Environment & Engineering

A measured approach to clean energy

Published Nov 4, 2019

A global effort is underway to unlock a virtually limitless source of pollution-free energy—and Viclink is supporting the Victoria University of Wellington researchers who are playing a pivotal role. 

Researchers at the University’s Robinson Research Institute have developed a tool that measures the electric current capacity of superconducting wires, which is helping Massachusetts Institute of Technology (MIT) spin-out company Commonwealth Fusion Systems produce fusion energy that could power the world indefinitely and cleanly. 

The technology involves a new generation of high-temperature superconducting (HTS) magnets that CFS is using to strengthen the magnetic field that contains the hot-plasma fuel used in conventional tokamaks. These machines use magnetic fields to confine, then heat, hydrogen plasma until the atoms fuse and release energy—paving the way for smaller, commercially-viable fusion power plants.  

“Stronger electromagnets require wires that can carry higher electrical currents over smaller cross sections. The level of current required can only be achieved with superconductors, and not all superconducting wires are equal” says Dr Nick Strickland who manages the wire development programme for the Robinson Research Institute, world leaders in the field of HTS magnets. “A challenge has always been how to characterise the reliability and effectiveness of these wires before building them into magnets.”

Nick says that Robinson researchers have designed and built—in conjunction with former Viclink spin-out company HTS-110 Ltd and in collaboration with CFS—the only commercially-available machine that can characterise superconducting wires under conditions relevant to fusion technology. 

“The original development of this solution came out of our 20-year research partnership with American Superconductor,” says Nick. “But the sudden emergence of companies such as CFS who are pursuing fusion energy as a clean-power source, has meant we started to attract commercial interest from leading HTS wire manufacturers who need to fully characterise their products’ performance as a prerequisite to widespread uptake.”

The Viclink and Robinson team has been looking at supplying a characterisation service as an alternative for customers who don’t wish to purchase the machine itself. “The capital requirements for the full solution doesn’t suit all customers—so we are exploring new commercial models including ‘characterisation as a service’ to ensure we can provide a service that is flexible and competitive across various market segments” says Dr Ashwath Sundaresan, Viclink Senior Commercialisation Manager.  

“Viclink has been invaluable at helping us throughout this process,” says Nick. “They not only secured patents for some of the specific aspects of the technology, they’ve also helped us to work out what to charge for the service, and handled negotiations with interested parties on our behalf. It’s been fantastic to have that sort of expertise freely available and at our fingertips.” 

Ashwath says that it is this type of collaboration between academics and business that will help drive fusion technology out of the lab and into the marketplace. 
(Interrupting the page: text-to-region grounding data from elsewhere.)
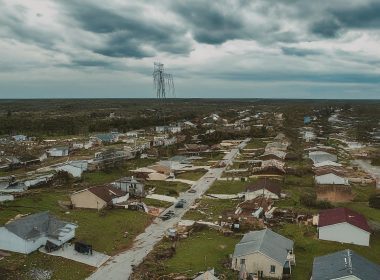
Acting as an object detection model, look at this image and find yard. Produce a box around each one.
[175,169,207,181]
[243,138,267,149]
[164,229,240,277]
[146,181,190,196]
[206,179,256,194]
[191,152,225,166]
[183,198,240,221]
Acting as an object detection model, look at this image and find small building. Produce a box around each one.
[231,228,295,279]
[311,249,380,280]
[47,147,69,157]
[309,151,337,164]
[0,212,77,254]
[111,177,145,197]
[71,186,128,209]
[318,207,370,246]
[244,178,281,201]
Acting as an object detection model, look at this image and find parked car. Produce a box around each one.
[188,189,196,193]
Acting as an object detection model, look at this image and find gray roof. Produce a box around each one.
[312,249,380,280]
[5,211,74,240]
[233,229,293,265]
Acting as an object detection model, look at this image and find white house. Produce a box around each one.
[315,170,348,185]
[0,212,77,254]
[47,147,69,157]
[318,208,371,246]
[231,229,295,279]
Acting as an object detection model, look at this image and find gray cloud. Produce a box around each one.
[60,1,192,58]
[281,47,322,57]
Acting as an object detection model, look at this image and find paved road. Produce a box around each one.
[352,159,380,189]
[87,138,250,280]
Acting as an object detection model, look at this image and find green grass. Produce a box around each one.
[176,170,207,181]
[142,198,172,208]
[206,179,255,194]
[0,251,93,280]
[146,181,190,196]
[244,138,267,149]
[164,229,240,277]
[192,152,225,166]
[351,183,377,202]
[183,198,240,221]
[277,223,380,280]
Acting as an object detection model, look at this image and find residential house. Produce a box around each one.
[71,186,128,209]
[126,131,139,138]
[318,207,371,246]
[47,147,69,157]
[231,228,295,279]
[95,133,119,144]
[258,151,287,161]
[244,178,282,200]
[111,177,145,197]
[12,135,28,142]
[0,212,77,254]
[155,125,182,134]
[311,249,380,280]
[315,169,349,185]
[309,151,337,164]
[55,160,88,178]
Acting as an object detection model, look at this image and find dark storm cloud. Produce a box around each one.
[309,1,380,38]
[59,1,191,58]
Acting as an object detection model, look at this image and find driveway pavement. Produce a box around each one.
[87,138,250,280]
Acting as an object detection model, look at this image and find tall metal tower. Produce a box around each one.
[153,62,174,122]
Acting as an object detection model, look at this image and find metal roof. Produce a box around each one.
[233,228,293,265]
[312,249,380,280]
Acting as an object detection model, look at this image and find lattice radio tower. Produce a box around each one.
[153,62,174,123]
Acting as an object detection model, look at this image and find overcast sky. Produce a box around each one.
[0,0,380,99]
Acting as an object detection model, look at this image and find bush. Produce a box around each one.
[369,193,380,209]
[300,193,332,209]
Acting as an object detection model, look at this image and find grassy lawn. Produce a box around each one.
[206,179,256,194]
[183,198,240,221]
[146,181,190,196]
[244,138,267,149]
[176,169,207,181]
[276,223,380,280]
[0,251,93,280]
[142,198,172,208]
[192,152,225,166]
[164,229,240,277]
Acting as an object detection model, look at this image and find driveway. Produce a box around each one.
[87,138,250,280]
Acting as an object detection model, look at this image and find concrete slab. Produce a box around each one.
[40,244,110,267]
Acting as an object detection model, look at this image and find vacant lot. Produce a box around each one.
[183,198,240,221]
[146,181,190,197]
[175,169,207,181]
[206,179,256,194]
[164,229,240,277]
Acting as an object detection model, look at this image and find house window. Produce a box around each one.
[270,265,276,273]
[240,259,246,265]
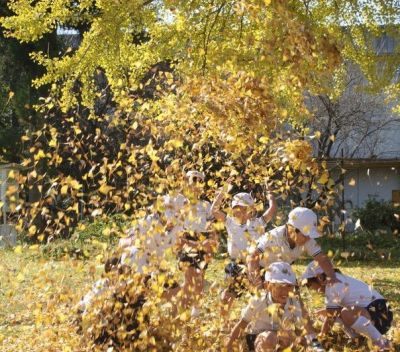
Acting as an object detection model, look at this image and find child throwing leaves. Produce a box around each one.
[172,170,218,317]
[247,207,338,288]
[211,178,277,319]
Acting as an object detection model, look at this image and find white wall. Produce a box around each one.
[343,166,400,209]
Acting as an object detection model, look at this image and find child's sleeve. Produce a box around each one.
[241,297,260,323]
[304,238,322,258]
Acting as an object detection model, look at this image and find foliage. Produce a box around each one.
[1,2,400,351]
[353,198,400,233]
[1,249,399,351]
[0,2,62,163]
[318,229,400,261]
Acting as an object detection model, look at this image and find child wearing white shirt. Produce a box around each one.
[226,262,324,352]
[211,182,277,318]
[301,261,393,351]
[173,170,218,317]
[248,207,337,288]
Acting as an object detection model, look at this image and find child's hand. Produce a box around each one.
[224,176,234,193]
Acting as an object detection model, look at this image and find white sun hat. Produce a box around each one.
[231,192,255,208]
[301,261,324,282]
[264,262,297,285]
[287,207,321,238]
[185,170,205,181]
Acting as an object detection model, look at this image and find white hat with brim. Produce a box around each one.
[301,261,324,282]
[264,262,297,285]
[287,207,321,239]
[231,192,255,208]
[185,170,205,181]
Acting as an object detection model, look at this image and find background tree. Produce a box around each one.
[1,0,400,239]
[307,65,400,160]
[0,3,60,163]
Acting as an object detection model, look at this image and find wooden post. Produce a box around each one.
[341,149,346,250]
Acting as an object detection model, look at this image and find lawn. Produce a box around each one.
[0,247,399,351]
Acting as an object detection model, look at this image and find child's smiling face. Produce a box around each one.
[267,282,295,305]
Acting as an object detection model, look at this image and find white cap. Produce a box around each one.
[301,261,324,282]
[287,207,320,238]
[231,192,255,208]
[185,170,205,181]
[264,262,297,285]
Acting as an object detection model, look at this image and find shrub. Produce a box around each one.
[353,199,400,233]
[39,214,125,259]
[318,229,400,261]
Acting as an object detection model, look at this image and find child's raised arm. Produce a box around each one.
[210,177,233,221]
[261,190,277,224]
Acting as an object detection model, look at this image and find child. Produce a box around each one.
[76,255,120,318]
[301,261,393,351]
[247,207,338,288]
[172,170,218,317]
[119,196,181,253]
[226,262,324,352]
[211,180,277,317]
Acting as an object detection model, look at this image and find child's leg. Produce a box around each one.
[340,307,385,343]
[195,268,205,298]
[181,265,197,309]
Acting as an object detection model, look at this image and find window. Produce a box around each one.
[374,34,396,55]
[393,190,400,206]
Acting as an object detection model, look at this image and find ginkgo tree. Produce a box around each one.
[1,0,399,238]
[1,1,400,351]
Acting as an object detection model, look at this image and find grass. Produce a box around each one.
[0,246,399,351]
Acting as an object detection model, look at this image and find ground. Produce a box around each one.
[0,247,399,351]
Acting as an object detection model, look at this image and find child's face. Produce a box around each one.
[232,205,253,223]
[267,282,295,305]
[186,176,204,196]
[288,226,310,246]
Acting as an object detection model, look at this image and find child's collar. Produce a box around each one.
[285,225,296,249]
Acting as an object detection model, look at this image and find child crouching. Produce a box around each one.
[301,261,393,351]
[226,262,322,352]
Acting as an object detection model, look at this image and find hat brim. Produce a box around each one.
[305,227,321,239]
[265,277,297,285]
[232,201,253,208]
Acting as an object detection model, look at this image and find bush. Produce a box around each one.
[39,214,125,259]
[353,199,400,233]
[318,229,400,261]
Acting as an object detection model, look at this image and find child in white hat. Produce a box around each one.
[210,179,277,318]
[226,262,324,352]
[171,170,218,317]
[247,207,338,289]
[301,261,393,351]
[245,207,337,350]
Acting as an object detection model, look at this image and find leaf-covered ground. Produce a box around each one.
[0,248,399,351]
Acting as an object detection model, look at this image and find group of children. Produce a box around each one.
[77,170,394,351]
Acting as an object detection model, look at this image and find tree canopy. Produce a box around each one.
[1,0,400,238]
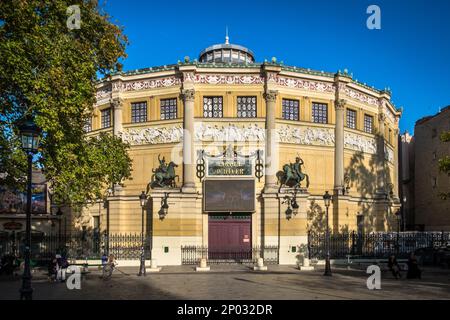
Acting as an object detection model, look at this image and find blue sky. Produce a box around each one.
[102,0,450,134]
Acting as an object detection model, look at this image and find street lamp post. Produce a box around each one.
[17,117,41,300]
[402,195,407,231]
[323,191,332,276]
[396,210,401,255]
[138,191,147,276]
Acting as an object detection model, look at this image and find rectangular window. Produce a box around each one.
[237,96,257,118]
[346,109,357,129]
[312,102,328,124]
[84,117,92,132]
[282,99,299,121]
[364,114,373,133]
[388,128,392,144]
[131,101,147,123]
[160,98,177,120]
[203,96,223,118]
[101,108,111,128]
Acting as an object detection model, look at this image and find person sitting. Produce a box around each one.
[388,255,402,279]
[55,254,69,282]
[407,252,422,279]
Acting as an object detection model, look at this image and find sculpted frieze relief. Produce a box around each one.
[195,123,265,142]
[119,126,183,145]
[277,125,335,146]
[344,131,377,154]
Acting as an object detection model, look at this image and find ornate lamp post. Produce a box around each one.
[159,193,169,220]
[17,117,41,300]
[402,195,407,231]
[138,191,147,276]
[323,191,332,276]
[395,209,401,255]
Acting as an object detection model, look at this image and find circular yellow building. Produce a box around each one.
[76,37,402,265]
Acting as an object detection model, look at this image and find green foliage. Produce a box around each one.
[438,130,450,199]
[48,132,133,206]
[0,128,27,190]
[0,0,130,206]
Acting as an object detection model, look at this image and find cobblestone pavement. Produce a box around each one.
[1,265,449,300]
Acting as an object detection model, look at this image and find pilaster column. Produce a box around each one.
[111,97,123,136]
[264,90,278,192]
[393,125,400,198]
[181,89,196,192]
[376,112,386,194]
[334,99,345,191]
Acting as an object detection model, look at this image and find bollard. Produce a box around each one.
[196,258,210,272]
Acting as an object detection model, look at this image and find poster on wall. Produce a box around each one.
[204,179,255,212]
[0,184,47,214]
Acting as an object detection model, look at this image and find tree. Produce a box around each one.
[49,132,133,206]
[0,0,131,206]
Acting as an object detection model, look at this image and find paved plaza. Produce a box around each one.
[1,265,449,300]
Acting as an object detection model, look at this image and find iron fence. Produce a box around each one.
[308,231,450,259]
[0,233,152,262]
[181,246,279,265]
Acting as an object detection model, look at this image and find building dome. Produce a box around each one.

“Collaborating with CFS has been such a worthwhile exercise,” says Ashwath. “CFS has the backing of heavyweight investors such as Bill Gates, Jeff Bezos, Jack Ma and Richard Branson through Breakthrough Energy Ventures, so it's exciting to be part of such a high profile project. Playing a role in the effort that could deliver an inherently safe, globally scalable, carbon-free, and limitless energy source is pretty mind-blowing.”